Yerçekimi etkileşimlerine örnekler

Ay'ın çekimi, Dünya'daki suyun gel-gitine neden olur; bu suyun büyük kütleleri, okyanuslarda ve denizlerde günde iki kez birkaç metre yüksekliğe kadar yükselir. Ay her 24 saat 50 dakikada bir sadece okyanuslarda değil, yer kabuğunda ve atmosferde de gelgitlere neden olur. Gelgit kuvvetlerinin etkisi altında litosfer yaklaşık yarım metre kadar gerilir.

Çözüm

  • Astronomide, uzay nesnelerinin hareket parametrelerinin hesaplandığı ve kütlelerinin belirlendiği evrensel çekim yasası esastır.
  • Denizlerin ve okyanusların gelgitinin başlayacağı tahmin ediliyor.
  • Mermi ve füzelerin uçuş yörüngeleri belirleniyor, ağır cevher yatakları araştırılıyor
  • Evrensel çekimin tezahürlerinden biri yerçekiminin etkisidir.

Ev ödevi.

1.E.V. Korshak, A.I. Lyashenko, V.F. Savchenko.
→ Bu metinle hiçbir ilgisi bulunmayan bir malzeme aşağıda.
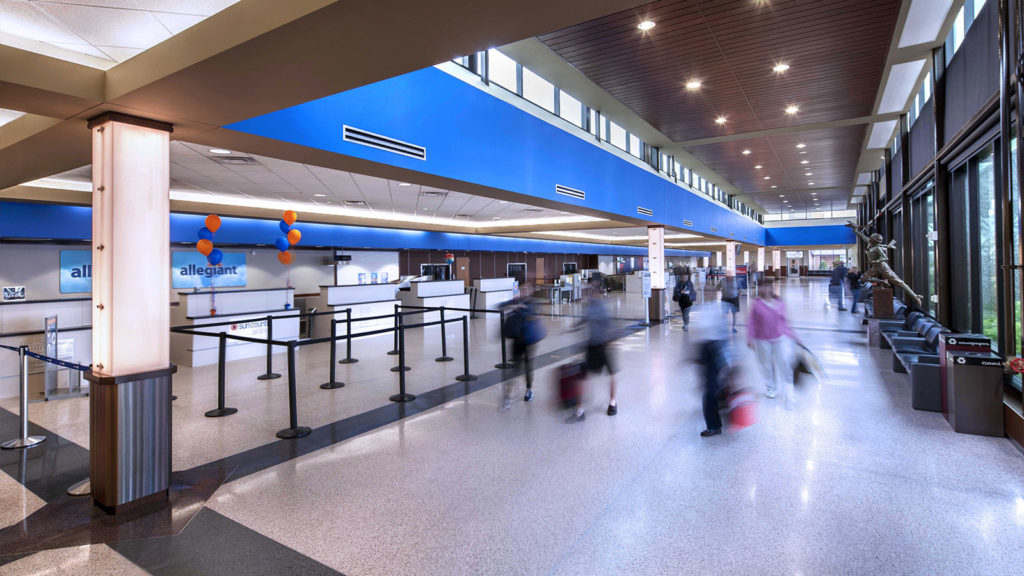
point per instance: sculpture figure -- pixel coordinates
(878, 259)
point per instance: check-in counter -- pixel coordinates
(366, 300)
(247, 310)
(449, 293)
(493, 292)
(22, 324)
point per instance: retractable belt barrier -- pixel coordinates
(295, 430)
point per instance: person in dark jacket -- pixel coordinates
(853, 279)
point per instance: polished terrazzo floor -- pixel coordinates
(847, 481)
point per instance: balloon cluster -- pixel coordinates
(205, 244)
(290, 239)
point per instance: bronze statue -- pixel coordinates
(878, 259)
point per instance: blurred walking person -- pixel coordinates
(769, 333)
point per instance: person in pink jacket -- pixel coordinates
(769, 334)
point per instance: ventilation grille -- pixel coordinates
(571, 192)
(235, 160)
(364, 137)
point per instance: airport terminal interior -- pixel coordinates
(471, 288)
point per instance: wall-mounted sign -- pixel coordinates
(189, 270)
(76, 272)
(13, 293)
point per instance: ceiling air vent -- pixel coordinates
(571, 192)
(246, 160)
(355, 135)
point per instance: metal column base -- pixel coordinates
(24, 443)
(298, 432)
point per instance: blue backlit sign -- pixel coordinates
(76, 272)
(189, 270)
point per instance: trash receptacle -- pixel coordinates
(974, 394)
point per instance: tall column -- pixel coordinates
(655, 259)
(730, 258)
(130, 397)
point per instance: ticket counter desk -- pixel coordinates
(493, 292)
(450, 293)
(22, 324)
(366, 300)
(246, 309)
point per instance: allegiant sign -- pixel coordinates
(189, 270)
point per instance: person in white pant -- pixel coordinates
(769, 333)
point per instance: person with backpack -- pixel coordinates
(685, 294)
(524, 329)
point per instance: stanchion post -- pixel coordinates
(348, 341)
(294, 429)
(333, 383)
(397, 319)
(505, 360)
(443, 357)
(465, 376)
(269, 374)
(24, 440)
(400, 345)
(401, 368)
(221, 362)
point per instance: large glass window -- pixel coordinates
(502, 70)
(569, 109)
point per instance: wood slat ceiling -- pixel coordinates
(836, 49)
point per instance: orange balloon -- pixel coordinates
(213, 222)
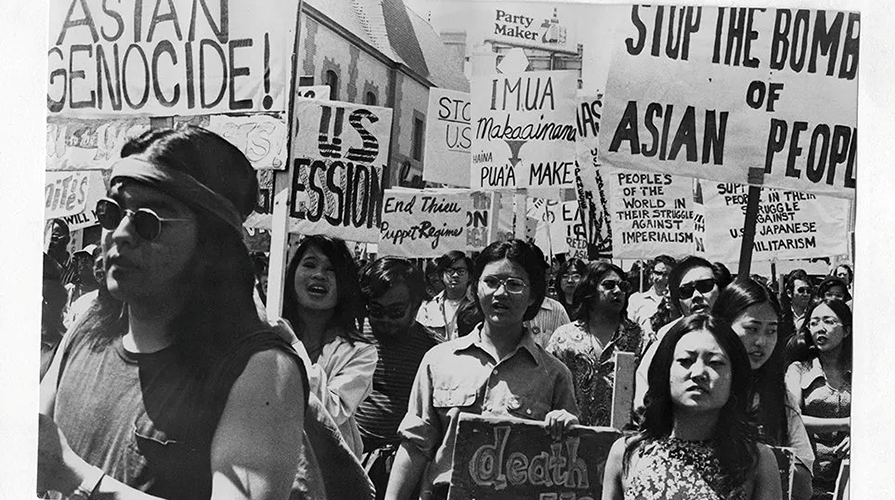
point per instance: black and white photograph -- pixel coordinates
(448, 250)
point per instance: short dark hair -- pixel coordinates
(379, 276)
(719, 273)
(588, 287)
(525, 254)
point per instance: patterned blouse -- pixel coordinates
(675, 469)
(593, 369)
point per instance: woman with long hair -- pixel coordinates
(588, 345)
(695, 439)
(567, 278)
(754, 314)
(322, 301)
(497, 369)
(171, 385)
(821, 384)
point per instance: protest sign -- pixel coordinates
(523, 133)
(339, 155)
(652, 214)
(589, 185)
(423, 223)
(514, 459)
(180, 57)
(532, 26)
(790, 225)
(709, 92)
(448, 137)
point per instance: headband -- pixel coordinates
(182, 186)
Fizik. 10. Sınıf, “Genesis”, 2010. §19'u okuyun (s.63-66).

2. 1 numaralı problemleri çözün, 2 alıştırma 10 (s. 66).

3. Test görevini tamamlayın:

1.Dünyanın ve diğer gezegenlerin Güneş etrafında dönmesini sağlayan kuvvet nedir? Doğru ifadeyi seçin.

A. Atalet kuvveti. B. Merkezcil kuvvet. B. Yerçekimi kuvveti.

Okul fizik derslerinden tüm cisimlerin birbirini çektiğini biliyoruz. Ama neden? Neden uçma korkusu olmadan, yuvarlak Dünya üzerinde sakince yürüyoruz? Güneş sisteminin gezegenleri neden yıldızlarından ayrılmıyor? Ay neden milyonlarca yıldır Dünya'ya bu kadar bağlı ve aynı süre boyunca da ona bağlı kalacak?
Neden dünyadaki her şey birbirini çekiyor?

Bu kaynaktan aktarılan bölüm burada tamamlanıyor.